The rationale for ambulatory extracorporeal membrane oxygenation (ECMO) is simple:
- (1)Upright patients who are ambulatory and socially interactive provide the most effective vehicle for clinical recovery or subsequent bridge to transplant.
- (2)No lung disease or pulmonary injury benefits from paralysis, sedation, and intubation with nonphysiological positive pressure ventilation.
The objective data for these simple observations are well established and include the traditional morbidities of ventilator-associated pneumonias, barotrauma as a consequence of positive pressure ventilation, the requirements of sedation and paralytics to facilitate permissive hypercapnea as a strategy to limit barotrauma, and the profound deconditioning of both respiratory and skeletal muscle because of “ventilated, bed-bound” care.Although the use of ambulatory ECMO is an extension of traditional extracorporeal technologies, it is more “goal directed” and dynamic. The multiple cannulation strategies common to ambulatory ECMO are designed to facilitate an extubated and ambulatory patient. It is neither new nor novel and is analogous to the ventricular assist technologies common to patients with acute cardiogenic shock and congestive heart failure. Early deployment of technology to resuscitate the sick patient rather than reanimate the moribund is always the goal of extracorporeal support technologies. Nonetheless, the “peripheral” hybrid technologies of venovenoarterial ECMO and the application of “central” cannulation with “oxyRVADs” (right ventricular assist device with an in-line oxygenator) can salvage the sickest patients with medically refractory end-stage lung disease to ambulatory status.The following description of cannulation strategies is “goal directed” and “case specific.” Each is designed to support ambulatory patients with distinct clinical needs. Hypercapnea, hypoxia, or cardiopulmonary collapse as a consequence of cor pulmonale require different strategies of initial ECMO deployment. The described techniques are not exhaustive. Any cannulation strategy that delivers an adequate cardiac output with adequate gas exchange in an ambulatory patient is effective. Clinical need determines cannulation strategy. “Thought algorithms” regarding the application of ECMO—why are you doing this and what do you hope to accomplish—and the deployment of ECMO—how do we do it and when do we try—are useful in establishing conceptual ground rules for device deployment.

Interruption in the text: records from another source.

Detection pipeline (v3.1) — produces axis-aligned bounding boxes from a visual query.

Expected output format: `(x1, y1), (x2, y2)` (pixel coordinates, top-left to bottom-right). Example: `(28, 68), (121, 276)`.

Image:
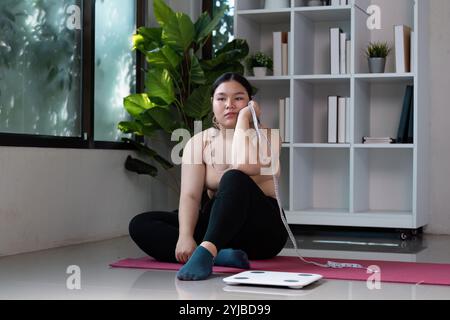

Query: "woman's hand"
(175, 236), (197, 263)
(239, 100), (261, 122)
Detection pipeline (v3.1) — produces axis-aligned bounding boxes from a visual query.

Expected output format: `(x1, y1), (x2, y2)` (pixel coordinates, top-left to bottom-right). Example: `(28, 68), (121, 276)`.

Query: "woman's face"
(213, 80), (250, 129)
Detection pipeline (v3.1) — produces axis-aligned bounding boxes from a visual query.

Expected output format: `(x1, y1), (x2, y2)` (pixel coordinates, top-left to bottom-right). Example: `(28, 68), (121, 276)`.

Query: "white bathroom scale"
(223, 271), (323, 289)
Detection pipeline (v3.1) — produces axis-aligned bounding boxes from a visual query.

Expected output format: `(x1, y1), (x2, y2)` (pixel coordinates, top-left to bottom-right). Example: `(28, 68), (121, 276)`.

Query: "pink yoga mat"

Although ECMO deployment is not technically difficult, many patients require multiple revisions of cannulation strategy to transition from mechanical ventilation to ambulation. A patient management algorithm is outlined here.1 In brief, appropriate patients are stabilized on femoral venoarterial ECMO (25 Fr venous and 17 Fr aortic). All patients undergo open tracheostomy at the time of ECMO deployment. All sedation and vasopressor support is weaned and patients with significant neurologic deficits are removed from ECMO support. The “awake” patient without echocardiography (ECHO) criteria for compromised ventricular function undergoes “PECLA triage” (pumpless extracorporeal lung assist) with removal of the centrifugal pump and antegrade flow from the femoral arterial cannula to the right atrium via a long venous cannula using native cardiac output. Patients with stable hemodynamics are switched to double-lumen venovenous ECMO (Fig. 1) for ambulation. Patients with any hemodynamic concerns are deployed on hybrid venovenoarterial ECMO using the axillary approach (Fig. 2). Patients with moderate to severe pulmonary hypertension have double-lumen venovenous ECMO deployed with an associated atrial septostomy to preload the underfilled left ventricle with membrane oxygenated blood ( Figs. 3 and 4). Patients with RV failure due to end-stage lung disease undergo central cannulation w ith an “oxyRVAD” configuration as an ambulatory bridge to transplant (Figure 5, Figure 6). Patients with mixed end-stage heart and lun g disease are placed on “walking bypass” (Fig. 7).